En 2020 en France, 39 % des textiles mis sur le marché sont collectés. Le reste n’a pas été trié (et a fini sa vie dans la poubelle des déchets ordinaires), ou n’a pas été jeté (revendu entre particuliers sur des plateformes comme Vinted ou tout simplement encore utilisé, donné à un proche, ou oublié au fond d’un placard !).

Parmi les vêtements collectés :

  • 3% sont effectivement réutilisés en France (revendus en magasins de seconde main et boutiques solidaires ou directement redistribués à des personnes dans le besoin)
  • 10% sont brûlés
  • 33% sont recyclés pour un usage différent (isolants pour maisons par exemple)
  • 54% sont exportés.

 

Le recyclage, c’est surestimé !

La notion de recyclage des textiles est souvent perçue comme une solution miracle à la problématique des déchets de la mode. Pourtant, la réalité est complexe.. Bien que la production de vêtements ait doublé entre 2000 et 2015, seulement 1% des textiles sont effectivement recyclés en nouveaux vêtements. Une grande partie termine sa vie en décharge ou incinérée, soulignant l’ampleur du gaspillage et des pollutions associées. Et oui, car uniquement les textiles dits mono-matières (100 % coton, 100 % polyester, etc.) peuvent être défibrés pour créer des fils qui permettent la fabrication de nouveaux vêtements. Dans une grande majorité des cas, les textiles dits recyclés sont en réalité orientés vers de nouvelles filières industrielles (chiffons, isolants pour les bâtiments, les véhicules ou rembourrage pour coussins et canapés). 

Le recyclage, loin d’être une solution efficace, doit intervenir en toute fin de vie du vêtement. On lui préfère la réutilisation.

La réutilisation, OUI ! Mais…

Contrairement au recyclage, la réutilisation des textiles présente un potentiel considérable pour réduire l’empreinte environnementale de la mode. En France, le taux de réutilisation des textiles diminue, menaçant les initiatives sociales dépendant de la collecte et du tri des donations. Les causes ? Des vêtements de mauvaise qualité, rapidement obsolètes et difficilement réparables, sans même parler des quantités colossales d’invendus. Ainsi, ces vêtements ne sont pas assez bons pour être revendus en boutique de seconde main… mais le sont étrangement assez pour être proposés sur les marchés africains ! Pas moins de 95% de la réutilisation effective des vêtements collectés sont ainsi exportés, et viennent inonder les marchés du Kenya et du Ghana, notamment, ou polluer des étendus immenses d’Amérique du Sud, en témoigne le triste paysage que présente le désert d’Atacama au Chili. Cette pratique soulève des questions éthiques, en plus du coût environnemental qu’elle implique en termes de transport. D’une part, elle contribue à l’accumulation de déchets textiles dans des pays qui manquent d’infrastructures adéquates pour les gérer. D’autre part, cela peut avoir un impact économique négatif sur les industries textiles locales, exacerbant les problèmes de surconsommation et de qualité médiocre des produits disponibles sur ces marchés, la majorité n’étant même plus portable et finissant jetée dans des décharges à ciel ouvert.
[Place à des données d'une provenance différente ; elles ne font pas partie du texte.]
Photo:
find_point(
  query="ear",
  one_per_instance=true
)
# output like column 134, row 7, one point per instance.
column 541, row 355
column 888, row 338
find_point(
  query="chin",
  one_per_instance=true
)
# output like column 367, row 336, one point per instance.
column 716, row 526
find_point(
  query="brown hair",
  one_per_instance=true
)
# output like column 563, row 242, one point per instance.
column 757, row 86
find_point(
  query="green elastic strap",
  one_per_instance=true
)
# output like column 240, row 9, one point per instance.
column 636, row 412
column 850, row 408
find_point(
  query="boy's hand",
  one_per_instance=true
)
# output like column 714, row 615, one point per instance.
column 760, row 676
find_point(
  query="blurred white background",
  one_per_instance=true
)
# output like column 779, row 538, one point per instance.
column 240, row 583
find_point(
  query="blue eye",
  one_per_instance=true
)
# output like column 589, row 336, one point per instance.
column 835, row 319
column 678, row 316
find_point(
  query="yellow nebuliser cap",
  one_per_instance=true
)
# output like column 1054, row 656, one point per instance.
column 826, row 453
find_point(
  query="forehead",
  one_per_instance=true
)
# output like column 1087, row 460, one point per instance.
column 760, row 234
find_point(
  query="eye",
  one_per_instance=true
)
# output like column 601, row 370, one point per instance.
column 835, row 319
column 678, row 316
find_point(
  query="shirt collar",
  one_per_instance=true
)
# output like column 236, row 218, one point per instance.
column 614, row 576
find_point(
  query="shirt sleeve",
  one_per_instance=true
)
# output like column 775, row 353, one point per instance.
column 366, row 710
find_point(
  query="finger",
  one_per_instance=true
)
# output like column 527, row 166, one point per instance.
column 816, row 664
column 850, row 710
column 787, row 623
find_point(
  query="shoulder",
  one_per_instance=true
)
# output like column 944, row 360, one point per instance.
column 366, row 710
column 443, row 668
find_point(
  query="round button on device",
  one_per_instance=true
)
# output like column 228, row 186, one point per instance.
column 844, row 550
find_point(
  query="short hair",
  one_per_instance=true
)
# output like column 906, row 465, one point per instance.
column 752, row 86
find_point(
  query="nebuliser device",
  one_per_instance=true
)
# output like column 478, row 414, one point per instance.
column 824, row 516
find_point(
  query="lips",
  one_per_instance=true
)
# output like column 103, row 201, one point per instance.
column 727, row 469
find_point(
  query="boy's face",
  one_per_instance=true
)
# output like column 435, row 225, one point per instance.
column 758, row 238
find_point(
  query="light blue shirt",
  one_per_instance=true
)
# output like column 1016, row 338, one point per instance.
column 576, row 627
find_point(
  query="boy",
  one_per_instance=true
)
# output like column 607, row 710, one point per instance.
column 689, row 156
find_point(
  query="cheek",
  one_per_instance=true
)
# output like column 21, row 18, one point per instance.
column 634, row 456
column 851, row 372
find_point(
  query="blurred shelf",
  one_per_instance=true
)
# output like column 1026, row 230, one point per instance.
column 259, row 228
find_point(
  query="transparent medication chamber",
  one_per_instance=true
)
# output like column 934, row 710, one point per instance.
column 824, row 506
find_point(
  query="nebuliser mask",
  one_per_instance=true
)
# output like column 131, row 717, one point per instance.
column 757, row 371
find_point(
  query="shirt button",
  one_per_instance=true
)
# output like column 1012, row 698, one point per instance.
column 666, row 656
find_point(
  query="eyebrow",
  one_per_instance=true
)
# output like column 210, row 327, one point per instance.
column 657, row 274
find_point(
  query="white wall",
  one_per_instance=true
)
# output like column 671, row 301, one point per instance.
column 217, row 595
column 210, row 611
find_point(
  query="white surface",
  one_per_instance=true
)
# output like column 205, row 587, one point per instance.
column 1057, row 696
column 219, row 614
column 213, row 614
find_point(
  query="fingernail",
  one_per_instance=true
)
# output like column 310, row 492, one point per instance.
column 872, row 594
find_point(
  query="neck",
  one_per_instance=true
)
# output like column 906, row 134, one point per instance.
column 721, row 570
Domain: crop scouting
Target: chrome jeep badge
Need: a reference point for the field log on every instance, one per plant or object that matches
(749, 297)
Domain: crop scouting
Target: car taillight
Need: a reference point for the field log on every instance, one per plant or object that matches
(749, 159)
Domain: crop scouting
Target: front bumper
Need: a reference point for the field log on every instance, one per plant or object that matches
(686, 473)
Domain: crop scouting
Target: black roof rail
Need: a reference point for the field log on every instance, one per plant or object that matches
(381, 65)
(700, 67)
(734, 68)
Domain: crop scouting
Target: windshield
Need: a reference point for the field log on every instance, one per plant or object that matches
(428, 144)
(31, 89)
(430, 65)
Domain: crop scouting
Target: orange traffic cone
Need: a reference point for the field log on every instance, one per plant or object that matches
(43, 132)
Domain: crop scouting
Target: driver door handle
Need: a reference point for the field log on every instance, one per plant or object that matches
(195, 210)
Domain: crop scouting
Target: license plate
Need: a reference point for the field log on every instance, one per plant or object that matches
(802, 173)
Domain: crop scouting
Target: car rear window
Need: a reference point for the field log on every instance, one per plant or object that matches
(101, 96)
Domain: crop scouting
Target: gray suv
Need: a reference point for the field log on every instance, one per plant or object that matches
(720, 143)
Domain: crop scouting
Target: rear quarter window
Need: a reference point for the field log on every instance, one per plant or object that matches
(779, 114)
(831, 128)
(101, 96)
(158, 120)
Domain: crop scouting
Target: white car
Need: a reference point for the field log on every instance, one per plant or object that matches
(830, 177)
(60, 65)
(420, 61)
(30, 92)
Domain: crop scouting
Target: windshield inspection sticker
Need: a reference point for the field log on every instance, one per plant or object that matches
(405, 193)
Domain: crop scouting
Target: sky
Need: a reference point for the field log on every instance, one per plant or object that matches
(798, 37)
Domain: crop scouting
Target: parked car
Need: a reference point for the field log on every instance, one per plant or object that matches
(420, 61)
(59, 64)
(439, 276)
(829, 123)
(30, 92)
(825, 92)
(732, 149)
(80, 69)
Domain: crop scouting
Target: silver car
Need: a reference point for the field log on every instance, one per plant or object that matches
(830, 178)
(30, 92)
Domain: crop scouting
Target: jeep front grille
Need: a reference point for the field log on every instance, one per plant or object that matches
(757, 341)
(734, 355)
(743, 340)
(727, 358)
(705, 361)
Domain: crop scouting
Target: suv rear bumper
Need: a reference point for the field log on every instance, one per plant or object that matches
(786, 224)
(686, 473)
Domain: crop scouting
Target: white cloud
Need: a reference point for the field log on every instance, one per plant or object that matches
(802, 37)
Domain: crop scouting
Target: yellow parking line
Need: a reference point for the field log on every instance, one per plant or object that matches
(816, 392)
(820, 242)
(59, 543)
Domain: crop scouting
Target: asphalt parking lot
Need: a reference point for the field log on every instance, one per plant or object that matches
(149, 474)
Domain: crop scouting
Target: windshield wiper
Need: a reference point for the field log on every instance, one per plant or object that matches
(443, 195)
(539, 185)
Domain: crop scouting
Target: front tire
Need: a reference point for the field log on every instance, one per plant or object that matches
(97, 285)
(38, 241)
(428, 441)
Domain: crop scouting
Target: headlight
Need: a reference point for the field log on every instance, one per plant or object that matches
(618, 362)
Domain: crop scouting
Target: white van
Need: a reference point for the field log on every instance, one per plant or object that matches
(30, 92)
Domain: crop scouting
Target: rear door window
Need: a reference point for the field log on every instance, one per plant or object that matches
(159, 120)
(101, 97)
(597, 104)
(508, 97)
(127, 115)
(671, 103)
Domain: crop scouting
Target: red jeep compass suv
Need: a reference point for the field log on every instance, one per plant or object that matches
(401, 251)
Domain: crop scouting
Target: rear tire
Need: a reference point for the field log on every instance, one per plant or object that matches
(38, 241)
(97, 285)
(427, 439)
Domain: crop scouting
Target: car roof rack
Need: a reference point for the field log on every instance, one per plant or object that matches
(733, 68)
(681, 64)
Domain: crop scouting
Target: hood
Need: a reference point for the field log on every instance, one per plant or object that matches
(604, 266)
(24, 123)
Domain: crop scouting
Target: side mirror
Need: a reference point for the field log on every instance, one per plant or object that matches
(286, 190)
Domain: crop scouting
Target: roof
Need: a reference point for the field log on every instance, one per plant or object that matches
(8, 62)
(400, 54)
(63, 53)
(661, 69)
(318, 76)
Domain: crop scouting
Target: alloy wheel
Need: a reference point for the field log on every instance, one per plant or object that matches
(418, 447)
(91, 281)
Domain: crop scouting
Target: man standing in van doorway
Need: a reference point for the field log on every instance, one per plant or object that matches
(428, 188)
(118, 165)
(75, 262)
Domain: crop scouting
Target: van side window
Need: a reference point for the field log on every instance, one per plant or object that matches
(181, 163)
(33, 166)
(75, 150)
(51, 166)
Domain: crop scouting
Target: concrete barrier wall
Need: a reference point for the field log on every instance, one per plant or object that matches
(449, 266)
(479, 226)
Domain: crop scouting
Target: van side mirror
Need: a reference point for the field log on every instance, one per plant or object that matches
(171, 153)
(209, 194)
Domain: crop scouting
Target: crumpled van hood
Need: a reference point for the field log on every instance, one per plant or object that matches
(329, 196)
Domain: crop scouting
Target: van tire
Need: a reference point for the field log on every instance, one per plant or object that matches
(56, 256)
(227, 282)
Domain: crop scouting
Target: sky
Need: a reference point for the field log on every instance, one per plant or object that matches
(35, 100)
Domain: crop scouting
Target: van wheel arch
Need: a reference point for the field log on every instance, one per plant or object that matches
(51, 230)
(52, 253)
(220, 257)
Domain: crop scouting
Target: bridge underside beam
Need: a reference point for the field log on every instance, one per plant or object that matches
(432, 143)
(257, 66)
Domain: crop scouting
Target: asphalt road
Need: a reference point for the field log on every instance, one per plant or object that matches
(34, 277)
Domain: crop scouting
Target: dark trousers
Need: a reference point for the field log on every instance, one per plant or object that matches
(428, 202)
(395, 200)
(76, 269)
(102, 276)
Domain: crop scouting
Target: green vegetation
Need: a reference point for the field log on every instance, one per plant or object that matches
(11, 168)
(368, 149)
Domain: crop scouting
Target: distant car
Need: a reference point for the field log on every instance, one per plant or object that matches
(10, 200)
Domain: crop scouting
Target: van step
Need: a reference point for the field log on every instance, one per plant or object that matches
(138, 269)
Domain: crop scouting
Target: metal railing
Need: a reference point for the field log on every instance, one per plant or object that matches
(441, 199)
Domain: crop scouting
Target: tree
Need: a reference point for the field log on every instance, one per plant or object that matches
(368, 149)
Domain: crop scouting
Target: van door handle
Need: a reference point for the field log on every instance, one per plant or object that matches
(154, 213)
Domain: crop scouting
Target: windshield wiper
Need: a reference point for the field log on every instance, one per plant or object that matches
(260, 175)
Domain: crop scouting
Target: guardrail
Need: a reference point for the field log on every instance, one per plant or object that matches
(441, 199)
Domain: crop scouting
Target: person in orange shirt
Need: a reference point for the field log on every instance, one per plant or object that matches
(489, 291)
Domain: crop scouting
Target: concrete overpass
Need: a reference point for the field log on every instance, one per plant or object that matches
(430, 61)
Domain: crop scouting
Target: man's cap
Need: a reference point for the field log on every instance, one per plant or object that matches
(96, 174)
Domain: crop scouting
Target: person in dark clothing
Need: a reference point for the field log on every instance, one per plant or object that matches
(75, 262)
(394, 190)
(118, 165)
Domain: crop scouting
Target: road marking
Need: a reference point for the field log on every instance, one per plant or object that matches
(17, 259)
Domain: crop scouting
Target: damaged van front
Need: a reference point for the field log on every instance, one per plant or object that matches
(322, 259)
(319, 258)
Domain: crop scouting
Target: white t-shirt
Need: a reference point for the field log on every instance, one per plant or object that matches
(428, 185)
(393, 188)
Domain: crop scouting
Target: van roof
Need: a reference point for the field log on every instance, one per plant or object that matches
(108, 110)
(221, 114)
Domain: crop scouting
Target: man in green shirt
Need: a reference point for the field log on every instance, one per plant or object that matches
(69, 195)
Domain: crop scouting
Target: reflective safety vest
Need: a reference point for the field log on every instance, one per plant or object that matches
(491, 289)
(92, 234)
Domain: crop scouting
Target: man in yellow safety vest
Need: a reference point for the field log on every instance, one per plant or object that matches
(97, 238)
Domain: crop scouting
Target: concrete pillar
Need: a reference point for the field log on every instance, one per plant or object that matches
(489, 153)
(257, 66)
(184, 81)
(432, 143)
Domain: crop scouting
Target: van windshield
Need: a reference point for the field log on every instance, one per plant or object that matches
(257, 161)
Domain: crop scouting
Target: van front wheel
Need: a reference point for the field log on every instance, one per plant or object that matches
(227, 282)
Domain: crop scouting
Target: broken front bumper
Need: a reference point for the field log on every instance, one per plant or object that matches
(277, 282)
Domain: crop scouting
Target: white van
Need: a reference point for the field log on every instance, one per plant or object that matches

La réutilisation est donc bel et bien une solution à privilégier, lorsqu’elle se fait dans les bonnes conditions. Les vêtements doivent respecter certains standards de qualité, de manière à ce qu’ils restent décents pour leurs prochains acquéreurs, ou à minima réparables. Lorsque la réutilisation n’est plus possible, le recyclage est également une solution, à condition que la conception des vêtements soit repensée, privilégiant les mono-matières et excluant le plastique ! 

Mais, même dans un monde idéal où les conditions de recyclage et de réutilisation seraient optimales, cela ne suffirait pas à résoudre la question de la quantité, qui reste primordiale. Nous sommes convaincus que c’est en amont qu’une véritable transition doit se jouer : par le changement de notre rapport à la consommation et l’accumulation (la sobriété), par une véritable implication des institutions (la régulation) et, de fait, un travail profond de transparence de la part des marques…ces solutions seront l’objet de notre prochain article !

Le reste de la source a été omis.